阪神井上一樹ヘッドコーチ(49)が20日、オンライン取材に応じ、ドラフト1位の近大・佐藤輝明内野手(21)の外野起用構想を明かした。

「先輩たちが、彼を見た時にどういうような相乗効果を生むのかが一番楽しみです。黙っていてもなるでしょうね、起爆剤には。やっぱり彼の存在が気にならない選手はいないでしょうから。これは内野外野関係なく」。まだ見ぬ主砲に、V奪回の起爆剤を期待。4球団競合の末に獲得したその存在が、ポジション争いも激化させるからだ。

近大では主に三塁を守ったが、阪神の三塁には大山がいる。今季28本塁打を放ちホームラン王争いをした主砲を、簡単に動かすことはできない。「外野も視野に入れながら、こちら側は練習をさせていかなきゃいけないかなと思います」と起用構想を明かした。「彼がたとえば、僕は三塁にこだわります、って言うんであれば、もちろんそこで競争はさせます」。まずは本人の意見も聞く方針だが、現状のポジション構成を考えれば、外野の方が出番が増えるとの考えだ。

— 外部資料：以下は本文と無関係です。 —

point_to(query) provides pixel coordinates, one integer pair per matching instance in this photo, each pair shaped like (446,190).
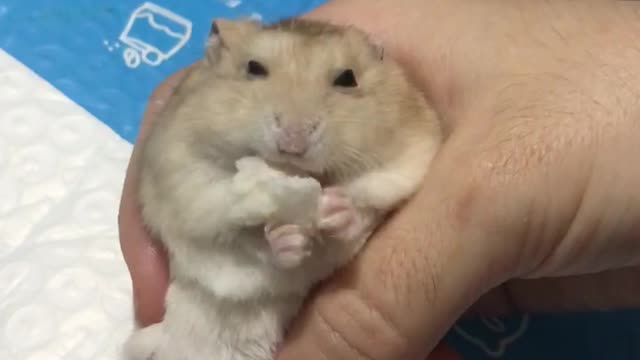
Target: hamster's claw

大学2年春までは外野を守ってベストナインにも選出され、経験値に問題はない。佐藤輝は14日に用具提供を受けるミズノ社と打ち合わせを行った際、「まずは試合に出たいという思いが強い」とポジションにこだわらず、出番を求める意思も示した。順応性の高い期待のドラフト1位が、チーム力の底上げに一役買う。【磯綾乃】

★阪神佐藤輝を巡るポジション発言 10月26日のドラフト会議直後、矢野監督は「うちにハマるならやはり、外野になってくる」と構想を披露。翌27日に矢野監督が訪問した指名あいさつでは、佐藤輝が「内野をやってみたい」と伝え、近大・田中監督も「内野で見たらとお話させていただいた。外野から内野なんてまずない。本人も内野で勝負したいと。一塁でも三塁でも二遊間でもできる」と内野起用を売り込んだ。佐藤輝はミズノ社と話し合い、三塁用だけでなく、外野用、一塁用と3種類のグラブを用意してキャンプに備える。